CURWOOD: Now, I have to guess that the Secretary of the Interior is getting a fair amount of political pressure to open up this petroleum reserve.
THOMSON: I think that that's fair to say.
CURWOOD: I mean, Alaska is so dependent on oil for its revenues. I mean, what does the state make, like 90, 85, 90 percent of its money on oil?
THOMSON: Something like that. There's no state income tax or sales tax. The huge majority of the state's income comes from oil revenues. And the end is in sight for Prudhoe Bay, and Alaskans are starting to get nervous. Their Republican delegation has been beating down the doors of the Arctic National Wildlife Reserve, trying to get in there. Meanwhile, there's a Democratic governor, and he's very pro-oil as well. He's convinced that Alaska can do oil development right, as he likes to put it. There is some talk that the Clinton Administration wants to do the governor, Tony Knowles, a favor, by giving him what the Republicans have been unable to get, which is more oil for the state of Alaska. Governor Knowles and Secretary Babbitt say that's just not true, but it's just a logical time to start looking in the area.
CURWOOD: So, what do you think? Which way do you think the Secretary is leaning on this?
THOMSON: Well, for the record, he says he stands absolutely perpendicular on the issue. That he has not made up his mind one way or the other. And I really don't think he has, but he did say several things repeatedly, which I think are important to mention. He's very impressed with the oil companies' success in reducing their impact on the land. He's at least as impressed by the subsistence culture of the Eskimos and the need to preserve the wildlife that that depends on.
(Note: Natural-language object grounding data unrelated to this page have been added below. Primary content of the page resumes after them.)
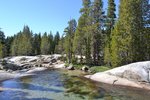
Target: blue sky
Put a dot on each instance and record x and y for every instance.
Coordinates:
(40, 15)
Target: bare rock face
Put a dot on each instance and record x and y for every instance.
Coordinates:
(127, 75)
(85, 68)
(70, 67)
(138, 72)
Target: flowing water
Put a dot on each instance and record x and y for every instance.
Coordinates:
(57, 85)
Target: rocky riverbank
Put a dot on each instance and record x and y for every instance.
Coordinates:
(19, 66)
(132, 75)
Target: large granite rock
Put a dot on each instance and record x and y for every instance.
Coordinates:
(128, 75)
And he repeated several times that he was less convinced by the oil companies' assurances that they could develop there without harm than the Eskimos themselves were. I don't think it's a foregone conclusion that we're going to see drilling there. The Secretary could have made this decision very quietly. He could have commissioned an environmental impact study be done by agency folks in Alaska. He could have stayed home in Washington and not drawn much attention to it. But he went to Alaska, and he decided to make a big issue out of it.
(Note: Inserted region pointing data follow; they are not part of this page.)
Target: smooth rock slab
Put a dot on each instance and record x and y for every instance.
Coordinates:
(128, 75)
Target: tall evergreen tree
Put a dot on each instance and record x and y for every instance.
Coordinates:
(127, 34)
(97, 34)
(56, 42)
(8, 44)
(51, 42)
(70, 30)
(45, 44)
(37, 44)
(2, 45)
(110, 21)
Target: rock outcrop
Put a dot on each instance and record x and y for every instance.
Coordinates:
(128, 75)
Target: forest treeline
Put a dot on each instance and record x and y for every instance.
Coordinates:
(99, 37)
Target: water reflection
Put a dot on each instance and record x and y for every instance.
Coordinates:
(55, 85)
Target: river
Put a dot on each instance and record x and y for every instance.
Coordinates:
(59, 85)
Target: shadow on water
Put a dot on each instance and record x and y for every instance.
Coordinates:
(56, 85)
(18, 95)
CURWOOD: How soon does he decide?
THOMSON: Well, officially the process is going to take about another year. There's a draft environmental impact statement due out this fall, then 9 months of comment, review, etc. Decision expected next August. Most of the communities up there, though, while they support drilling, don't want to go so fast. The environmentalists certainly don't want to go so fast at all, so it could take a lot longer than a year.
CURWOOD: Hey, Peter, thanks for taking this time with us. We're all looking forward to the documentary you're going to produce on this material in the next few weeks.
THOMSON: Okay. Thanks, Steve.
CURWOOD: Peter Thomson is Living on Earth's western bureau chief, speaking with us from San Francisco.